Natural Language Instruction
Calculates the average of the sums of absolute differences between each pair of consecutive numbers for all permutations of a given list. Each permutation is shuffled before calculating the differences. Args: - numbers (list): A list of numbers. Default is numbers from 1 to 10.
The function should output with:
float: The average of the sums of absolute differences for each shuffled permutation of the list.
You should write self-contained code starting with:
```
import itertools
from random import shuffle
def task_func(numbers=list(range(1, 3))):
```
ODEX
ODEX (Wang et al., 2022) is an open-domain execution-based dataset with 1,707 test cases for 945 NL-Code pairs from the CoNaLa and MCoNaLa datasets. It covers 79 libraries, with 53.4% of the problems using at least one library. The queries in the dataset are diverse, containing four different languages. The examples of the dataset areas are shown as follows:
Fig 11. ODEX Examples(Image Source: Wang et al., 2022)
MMLU
MMLU (Hendrycks et al., 2020) is a benchmark for measuring an LLM's multitask performance. This evaluation dataset covers 57 tasks, including elementary mathematics, US history, computer science, law, and more. It consists of multiple-choice questions, totaling 15,908 questions.

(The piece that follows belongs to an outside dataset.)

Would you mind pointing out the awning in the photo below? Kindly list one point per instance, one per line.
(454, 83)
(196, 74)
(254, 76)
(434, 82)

The questions are manually collected by graduate and undergraduate students from online sources. The examples of the dataset are as follows:
Fig 12. MMLU Examples(Image Source: Hendrycks et al.,2020)
MMLU-Pro
MMLU-Pro (Wang et al., 2024) is an advanced dataset that builds on the primarily knowledge-based MMLU benchmark. It introduces more complex, reasoning-intensive questions and increases the number of answer choices from four to ten. Examples of the dataset are as follows:
Fig 13: MMLU-Pro Examples(Image Source: Wang et al.,2024)
Instruction-Following
IFEval
IFEval (Zhou et al., 2023) is an approach for evaluating the proficiency of LLMs in instruction following. The metric focuses on a distinct category of instructions termed “verifiable instructions,” defined as instructions like “write 450 to 500 words” or “your entire output should be in JSON output.” The examples of IFEval are as follows:
Fig14:IFEval Examples(Image Source: Zhou et al.,2023)
Conclusion
In this blog, I investigate many popular evaluation benchmarks, though I do not cover all of them. Some are recently released, while others are older but still used to evaluate today’s LLMs. Proper evaluation of LLMs is both important and difficult. I hope these benchmarks can inspire you to create more valuable evaluation datasets.
Future work may involve creating more nuanced benchmarks to better capture the diverse capabilities and limitations of LLMs. Continuous updates to these benchmarks will be essential to keep pace with the rapid advancements in AI.